Sneaky Peeks: Women in the Bedroom
In the 1960 neorealist masterpiece Rocco e i suoi fratelli (Rocco and his brothers) by filmmaker Luchino Visconti, the domestic environment and its features symbolize and represent several interwoven actors: identity, that of a southern family of immigrants; social mobility — that witnesses a progressive emancipation, thanks to both Simone’s first and Rocco’s later profession of boxeur; and behavioural conduct often linked to gender roles. This is the case of key character Nadia, Simone’s lover, often portrayed as a doleful “prisoner” in Simone’s bedroom yet object of the scrutinising and lustful eye of the neighbourhood. In the narrative, the bedroom turns into a taboo environment: an intimate domestic refuge yet a place of perdition in plain sight. The presence of Nadia, an unmarried woman, in the family’s bedroom is the subject of popular scandal and source of discomfort for the Parondi widow, who unwillingly welcomes her; yet, her role questions the segregation of femininity within the domestic environment.
As much as Visconti’s character, several women artists from the mid 20th century aimed at revealing the threatening and disturbing aspects of those domestic spaces often secluded and notoriously associated with forms of security, intimacy, and privacy and to everyday activities and chores.
For example, building on the tradition of the peepshows and preceding the famous Étant donnés (on view from 1969) by Marcel Duchamp, in La spia ottica – o la mia camera da letto (The Optical Spyhole – or My Bedroom, 1968), artist Giosetta Fioroni stages the banality of the everyday life in the form of “a day of a bored woman”, played by actress Giovanna Calandria, who acts as the artist’s alter ego. Fioroni turns the gallery La Tartaruga in Rome in the meticulous reconstruction of her own bedroom that viewers can observe only through a peephole.
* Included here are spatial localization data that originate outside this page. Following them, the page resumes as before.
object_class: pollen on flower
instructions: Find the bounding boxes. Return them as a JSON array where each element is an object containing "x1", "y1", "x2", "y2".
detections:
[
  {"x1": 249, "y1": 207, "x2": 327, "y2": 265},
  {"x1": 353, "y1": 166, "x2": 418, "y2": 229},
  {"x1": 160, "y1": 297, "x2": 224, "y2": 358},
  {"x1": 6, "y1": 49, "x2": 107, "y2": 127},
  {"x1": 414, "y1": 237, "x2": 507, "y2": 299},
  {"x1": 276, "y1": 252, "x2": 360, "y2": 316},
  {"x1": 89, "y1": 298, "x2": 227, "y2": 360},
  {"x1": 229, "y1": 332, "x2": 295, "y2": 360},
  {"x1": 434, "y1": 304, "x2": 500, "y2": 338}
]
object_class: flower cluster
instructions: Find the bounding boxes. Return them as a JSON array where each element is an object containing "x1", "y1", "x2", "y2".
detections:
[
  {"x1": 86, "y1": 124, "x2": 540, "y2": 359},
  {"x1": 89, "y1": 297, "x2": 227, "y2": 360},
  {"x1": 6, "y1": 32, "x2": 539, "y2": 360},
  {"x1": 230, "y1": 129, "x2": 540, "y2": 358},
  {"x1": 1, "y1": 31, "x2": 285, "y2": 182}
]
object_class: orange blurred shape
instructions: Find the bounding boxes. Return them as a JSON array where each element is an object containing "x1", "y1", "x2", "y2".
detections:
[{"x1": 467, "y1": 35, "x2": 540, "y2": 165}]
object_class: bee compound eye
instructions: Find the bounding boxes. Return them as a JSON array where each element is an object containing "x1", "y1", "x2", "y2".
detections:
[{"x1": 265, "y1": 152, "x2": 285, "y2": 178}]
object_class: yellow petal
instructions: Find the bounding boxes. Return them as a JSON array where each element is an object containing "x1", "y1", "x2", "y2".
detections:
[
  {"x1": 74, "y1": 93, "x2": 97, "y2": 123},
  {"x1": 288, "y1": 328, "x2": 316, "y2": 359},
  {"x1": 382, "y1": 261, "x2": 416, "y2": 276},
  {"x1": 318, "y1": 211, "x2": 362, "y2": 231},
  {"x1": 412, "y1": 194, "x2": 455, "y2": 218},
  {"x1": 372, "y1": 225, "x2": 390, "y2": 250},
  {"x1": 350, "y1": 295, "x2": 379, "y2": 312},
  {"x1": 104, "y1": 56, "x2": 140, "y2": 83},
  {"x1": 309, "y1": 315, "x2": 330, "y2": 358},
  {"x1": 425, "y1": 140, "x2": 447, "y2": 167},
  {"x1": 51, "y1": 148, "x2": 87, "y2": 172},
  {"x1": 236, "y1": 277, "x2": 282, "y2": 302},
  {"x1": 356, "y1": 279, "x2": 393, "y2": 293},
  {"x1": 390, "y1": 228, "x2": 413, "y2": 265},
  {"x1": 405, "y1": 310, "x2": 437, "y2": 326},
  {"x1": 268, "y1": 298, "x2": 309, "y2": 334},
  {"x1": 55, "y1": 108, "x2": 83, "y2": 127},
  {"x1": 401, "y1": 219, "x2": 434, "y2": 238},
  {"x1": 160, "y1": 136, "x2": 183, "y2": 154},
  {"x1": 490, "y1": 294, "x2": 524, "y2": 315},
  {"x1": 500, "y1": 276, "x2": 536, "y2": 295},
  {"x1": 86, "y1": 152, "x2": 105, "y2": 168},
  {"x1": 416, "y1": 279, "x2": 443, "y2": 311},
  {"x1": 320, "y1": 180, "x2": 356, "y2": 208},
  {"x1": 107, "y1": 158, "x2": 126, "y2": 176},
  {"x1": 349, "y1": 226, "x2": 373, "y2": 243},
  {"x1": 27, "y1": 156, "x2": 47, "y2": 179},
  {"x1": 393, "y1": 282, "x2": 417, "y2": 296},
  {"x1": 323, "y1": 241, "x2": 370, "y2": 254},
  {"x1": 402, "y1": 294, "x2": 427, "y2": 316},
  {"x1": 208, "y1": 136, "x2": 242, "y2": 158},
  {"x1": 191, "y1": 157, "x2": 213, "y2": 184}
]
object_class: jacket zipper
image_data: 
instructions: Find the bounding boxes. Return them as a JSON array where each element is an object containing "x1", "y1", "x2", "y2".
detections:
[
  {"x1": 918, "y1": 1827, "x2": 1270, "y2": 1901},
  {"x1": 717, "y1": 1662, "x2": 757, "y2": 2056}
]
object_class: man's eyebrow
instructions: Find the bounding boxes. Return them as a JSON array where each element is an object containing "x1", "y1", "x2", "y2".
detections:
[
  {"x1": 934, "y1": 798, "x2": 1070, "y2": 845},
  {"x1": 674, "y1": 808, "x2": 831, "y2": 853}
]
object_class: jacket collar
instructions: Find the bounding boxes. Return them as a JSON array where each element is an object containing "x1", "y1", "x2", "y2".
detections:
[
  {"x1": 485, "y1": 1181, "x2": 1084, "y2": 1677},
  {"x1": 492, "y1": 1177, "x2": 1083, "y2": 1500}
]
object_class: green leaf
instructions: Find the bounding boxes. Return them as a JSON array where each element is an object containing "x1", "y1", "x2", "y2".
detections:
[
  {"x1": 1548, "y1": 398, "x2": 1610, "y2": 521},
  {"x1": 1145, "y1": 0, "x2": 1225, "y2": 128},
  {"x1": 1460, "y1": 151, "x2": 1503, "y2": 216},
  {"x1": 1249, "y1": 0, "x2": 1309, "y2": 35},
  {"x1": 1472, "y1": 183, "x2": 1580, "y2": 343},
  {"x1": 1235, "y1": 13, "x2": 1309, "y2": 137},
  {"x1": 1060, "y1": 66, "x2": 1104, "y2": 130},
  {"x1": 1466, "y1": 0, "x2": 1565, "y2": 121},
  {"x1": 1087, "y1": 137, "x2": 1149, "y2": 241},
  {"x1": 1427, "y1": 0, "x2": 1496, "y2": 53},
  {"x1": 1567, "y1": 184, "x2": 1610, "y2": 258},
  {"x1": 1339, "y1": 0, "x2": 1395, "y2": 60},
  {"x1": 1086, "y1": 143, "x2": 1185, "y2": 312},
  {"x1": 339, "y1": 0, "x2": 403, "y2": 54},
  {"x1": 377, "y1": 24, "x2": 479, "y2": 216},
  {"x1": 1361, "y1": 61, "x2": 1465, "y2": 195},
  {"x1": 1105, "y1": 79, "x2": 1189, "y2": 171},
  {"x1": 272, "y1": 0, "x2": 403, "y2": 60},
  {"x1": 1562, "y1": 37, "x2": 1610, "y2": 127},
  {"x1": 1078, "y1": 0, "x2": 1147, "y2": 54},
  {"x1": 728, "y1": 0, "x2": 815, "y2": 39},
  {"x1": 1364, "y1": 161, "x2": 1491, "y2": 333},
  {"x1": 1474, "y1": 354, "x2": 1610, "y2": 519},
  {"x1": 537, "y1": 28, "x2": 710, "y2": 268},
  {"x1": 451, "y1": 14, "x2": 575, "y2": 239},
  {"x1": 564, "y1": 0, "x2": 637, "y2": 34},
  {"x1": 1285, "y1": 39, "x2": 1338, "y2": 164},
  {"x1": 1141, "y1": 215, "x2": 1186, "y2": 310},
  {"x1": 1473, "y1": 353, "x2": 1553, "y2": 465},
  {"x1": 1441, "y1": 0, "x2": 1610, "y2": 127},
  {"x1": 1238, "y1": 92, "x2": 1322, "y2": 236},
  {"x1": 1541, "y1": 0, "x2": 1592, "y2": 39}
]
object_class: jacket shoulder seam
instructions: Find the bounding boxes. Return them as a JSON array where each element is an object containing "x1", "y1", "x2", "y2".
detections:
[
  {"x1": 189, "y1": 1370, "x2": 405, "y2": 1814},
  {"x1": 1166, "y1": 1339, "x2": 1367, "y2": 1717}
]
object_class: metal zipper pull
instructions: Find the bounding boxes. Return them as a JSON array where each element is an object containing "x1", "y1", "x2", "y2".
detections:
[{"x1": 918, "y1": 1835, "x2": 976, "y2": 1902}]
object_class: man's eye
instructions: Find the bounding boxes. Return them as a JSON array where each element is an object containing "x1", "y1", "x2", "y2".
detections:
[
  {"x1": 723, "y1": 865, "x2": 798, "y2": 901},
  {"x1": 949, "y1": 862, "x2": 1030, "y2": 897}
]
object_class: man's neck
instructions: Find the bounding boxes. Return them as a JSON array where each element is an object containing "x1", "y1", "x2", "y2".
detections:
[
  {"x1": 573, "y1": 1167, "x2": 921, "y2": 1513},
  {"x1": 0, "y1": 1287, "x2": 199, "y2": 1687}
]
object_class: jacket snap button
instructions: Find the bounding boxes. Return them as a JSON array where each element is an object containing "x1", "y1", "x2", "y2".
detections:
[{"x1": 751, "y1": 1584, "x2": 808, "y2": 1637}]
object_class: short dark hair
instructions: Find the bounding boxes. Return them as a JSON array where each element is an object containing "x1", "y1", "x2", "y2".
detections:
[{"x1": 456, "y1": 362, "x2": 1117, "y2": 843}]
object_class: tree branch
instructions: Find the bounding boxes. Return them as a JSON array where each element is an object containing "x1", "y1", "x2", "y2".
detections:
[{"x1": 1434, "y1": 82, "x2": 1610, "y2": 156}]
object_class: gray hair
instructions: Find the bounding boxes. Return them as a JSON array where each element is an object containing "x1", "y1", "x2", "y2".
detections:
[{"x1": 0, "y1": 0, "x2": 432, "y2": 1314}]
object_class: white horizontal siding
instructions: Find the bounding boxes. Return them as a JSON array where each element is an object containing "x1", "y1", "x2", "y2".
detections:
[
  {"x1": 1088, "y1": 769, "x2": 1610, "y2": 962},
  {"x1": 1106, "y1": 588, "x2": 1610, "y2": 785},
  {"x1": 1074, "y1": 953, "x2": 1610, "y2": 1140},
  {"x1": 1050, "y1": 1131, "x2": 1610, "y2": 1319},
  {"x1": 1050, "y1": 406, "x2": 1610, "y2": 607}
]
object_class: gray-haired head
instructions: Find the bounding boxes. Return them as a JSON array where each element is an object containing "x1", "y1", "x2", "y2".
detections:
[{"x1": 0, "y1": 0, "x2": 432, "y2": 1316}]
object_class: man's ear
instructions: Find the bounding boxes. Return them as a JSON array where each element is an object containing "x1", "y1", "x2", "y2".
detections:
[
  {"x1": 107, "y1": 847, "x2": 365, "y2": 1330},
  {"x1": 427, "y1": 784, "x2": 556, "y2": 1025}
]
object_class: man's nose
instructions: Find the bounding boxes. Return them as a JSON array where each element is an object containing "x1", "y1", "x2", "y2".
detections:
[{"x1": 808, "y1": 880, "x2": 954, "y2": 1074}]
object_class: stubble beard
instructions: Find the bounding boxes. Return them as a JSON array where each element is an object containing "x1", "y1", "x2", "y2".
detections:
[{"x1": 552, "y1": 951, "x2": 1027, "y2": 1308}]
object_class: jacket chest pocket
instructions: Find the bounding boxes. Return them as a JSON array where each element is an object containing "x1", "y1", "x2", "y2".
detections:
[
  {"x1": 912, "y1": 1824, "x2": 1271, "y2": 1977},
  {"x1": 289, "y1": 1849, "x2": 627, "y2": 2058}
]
Giovanna Calandria resembles Nadia in Simone’s bedroom: both exposed in their privacy and intimacy; both object of the alien voyeuristic gaze; and both totally indifferent to it.
Stemming from this premise, this paper aims at analysing certain sources and developments of the representation and “uses” of the bedroom in the practice of an array of women artists from the second half of the 20th century onwards: from the already mentioned Giosetta Fioroni and the scandalous works of Tracey Emin and Andrea Fraser — namely My Bed (1998) and Untitled (2003) — to the series of photos Not Manet’s Type (1997) by Carrie Mae Weems, and the more recent film Mom Makes the Bed (2017) by Andrea Éva Györi.
This analysis won’t be limited to an iconographic recollection, but it shall discuss the cultural, social, and anthropological values of the bed/bedroom and its implications across the decades, and the role of the spectator within these artists’ practice particularly in respect to the outer gaze, which “activates”
the work. The object/subject indeed exists within this tension and sustains issues pertaining to voyeurism, pornography, violation, affection, intimacy.